Gunnar Henriksson

A critical review of cellobiose dehydrogenases

Cellobiose dehydrogenase (CDH) is an extracellular enzyme produced by various wood-degrading fungi. It oxidizes soluble cellodextrins, mannodextrins and lactose efficiently to their corresponding lactones by a ping-pong mechanism using a wide spectrum of electron acceptors including quinones, phenoxyradicals, Fe(3+), Cu(2+) and triiodide ion. Monosaccharides, maltose and molecular oxygen are poor substrates. CDH that adsorbs strongly and specifically to cellulose carries two prosthetic groups; namely, an FAD and a heme in two different domains that can be separated after limited proteolysis. The FAD-containing fragment carries all known catalytic and cellulose binding properties.
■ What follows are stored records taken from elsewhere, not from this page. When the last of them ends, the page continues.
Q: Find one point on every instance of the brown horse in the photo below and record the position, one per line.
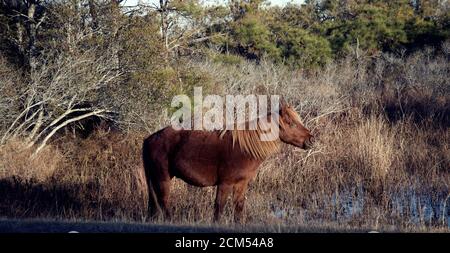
(211, 158)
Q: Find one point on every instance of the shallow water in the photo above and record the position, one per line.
(408, 206)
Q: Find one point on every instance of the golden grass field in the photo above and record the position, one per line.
(381, 161)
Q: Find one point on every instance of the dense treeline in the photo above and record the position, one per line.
(66, 61)
(303, 35)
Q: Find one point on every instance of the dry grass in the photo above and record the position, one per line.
(381, 162)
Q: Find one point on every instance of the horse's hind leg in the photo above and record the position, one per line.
(223, 190)
(163, 194)
(239, 191)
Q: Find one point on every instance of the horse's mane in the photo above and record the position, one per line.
(250, 142)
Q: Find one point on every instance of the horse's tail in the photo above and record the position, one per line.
(151, 191)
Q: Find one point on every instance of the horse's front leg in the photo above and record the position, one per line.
(223, 190)
(239, 191)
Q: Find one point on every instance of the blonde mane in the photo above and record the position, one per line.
(250, 142)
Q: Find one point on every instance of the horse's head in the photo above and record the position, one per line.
(292, 130)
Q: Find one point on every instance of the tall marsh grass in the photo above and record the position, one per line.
(382, 157)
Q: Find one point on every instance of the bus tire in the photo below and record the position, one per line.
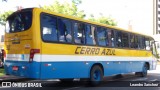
(144, 71)
(96, 75)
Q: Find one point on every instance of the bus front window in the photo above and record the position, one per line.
(19, 21)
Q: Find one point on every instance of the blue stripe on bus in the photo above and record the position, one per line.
(51, 70)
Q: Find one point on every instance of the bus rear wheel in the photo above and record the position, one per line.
(96, 75)
(144, 71)
(66, 80)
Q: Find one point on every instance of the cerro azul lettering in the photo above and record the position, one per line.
(94, 51)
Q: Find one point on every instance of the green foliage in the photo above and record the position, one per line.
(66, 8)
(4, 15)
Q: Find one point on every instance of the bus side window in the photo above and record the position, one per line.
(125, 40)
(147, 44)
(136, 43)
(64, 27)
(141, 42)
(78, 33)
(49, 28)
(111, 38)
(89, 31)
(132, 40)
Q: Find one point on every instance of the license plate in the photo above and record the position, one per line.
(15, 68)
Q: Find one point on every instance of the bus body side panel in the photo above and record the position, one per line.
(18, 52)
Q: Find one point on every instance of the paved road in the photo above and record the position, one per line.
(123, 82)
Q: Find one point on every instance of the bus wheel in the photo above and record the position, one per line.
(96, 75)
(144, 72)
(66, 80)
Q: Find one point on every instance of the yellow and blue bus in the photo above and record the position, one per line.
(41, 44)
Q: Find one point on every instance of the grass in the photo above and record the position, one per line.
(2, 72)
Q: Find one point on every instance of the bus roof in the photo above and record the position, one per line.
(86, 21)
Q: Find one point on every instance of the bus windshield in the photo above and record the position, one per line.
(19, 21)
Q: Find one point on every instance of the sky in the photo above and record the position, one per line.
(138, 13)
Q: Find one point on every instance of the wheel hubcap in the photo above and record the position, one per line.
(97, 75)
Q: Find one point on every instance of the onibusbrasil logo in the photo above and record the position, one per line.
(13, 84)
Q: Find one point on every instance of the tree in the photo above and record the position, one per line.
(4, 15)
(103, 19)
(66, 8)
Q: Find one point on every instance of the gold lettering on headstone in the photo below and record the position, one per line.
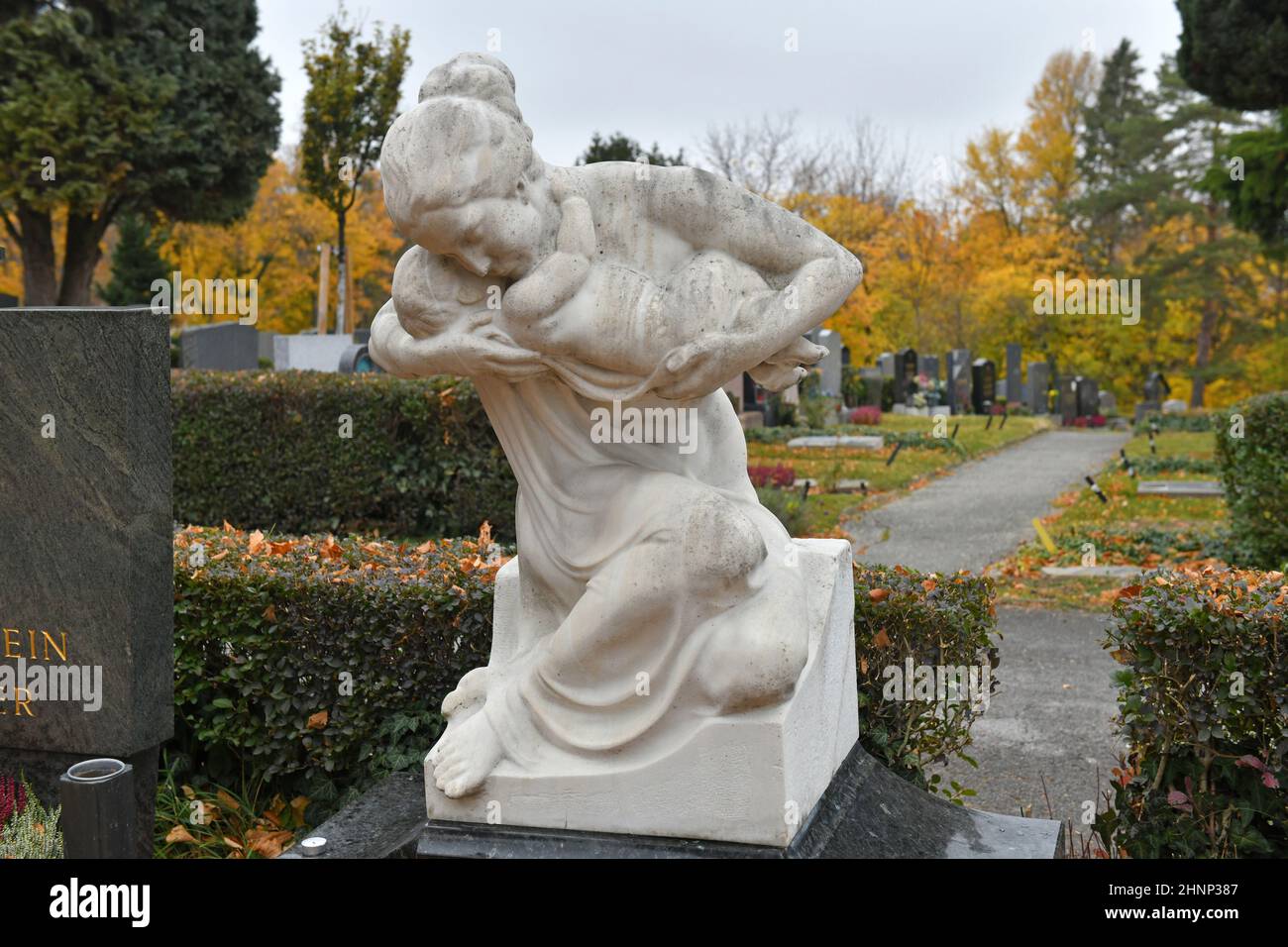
(38, 644)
One-electron acceptors, like ferricyanide, cytochrome c and phenoxy radicals, are, however, reduced more slowly by the FAD-fragment than by the intact enzyme, suggesting that the function of the heme group is to facilitate one-electron transfer. Non-heme forms of CDH have been found in the culture filtrate of some fungi (probably due to the action of fungal proteases) and were for a long time believed to represent a separate enzyme (cellobiose:quinone oxidoreductase, CBQ). The amino acid sequence of CDH has been determined and no significant homology with other proteins was detected for the heme domain. The FAD-domain sequence belongs to the GMC oxidoreductase family that includes, among others, Aspergillus niger glucose oxidase. The homology is most distinct in regions that correspond to the FAD-binding domain in glucose oxidase. A cellulose-binding domain of the fungal type is present in CDH from Myceliophtore thermophila (Sporotrichum thermophile), but in others an internal sequence rich in aromatic amino acid residues has been suggested to be responsible for the cellulose binding. The biological function of CDH is not fully understood, but recent results support a hydroxyl radical-generating mechanism whereby the radical can degrade and modify cellulose, hemicellulose and lignin. CDH has found technical use in highly selective amperometric biosensors and several other applications have been suggested.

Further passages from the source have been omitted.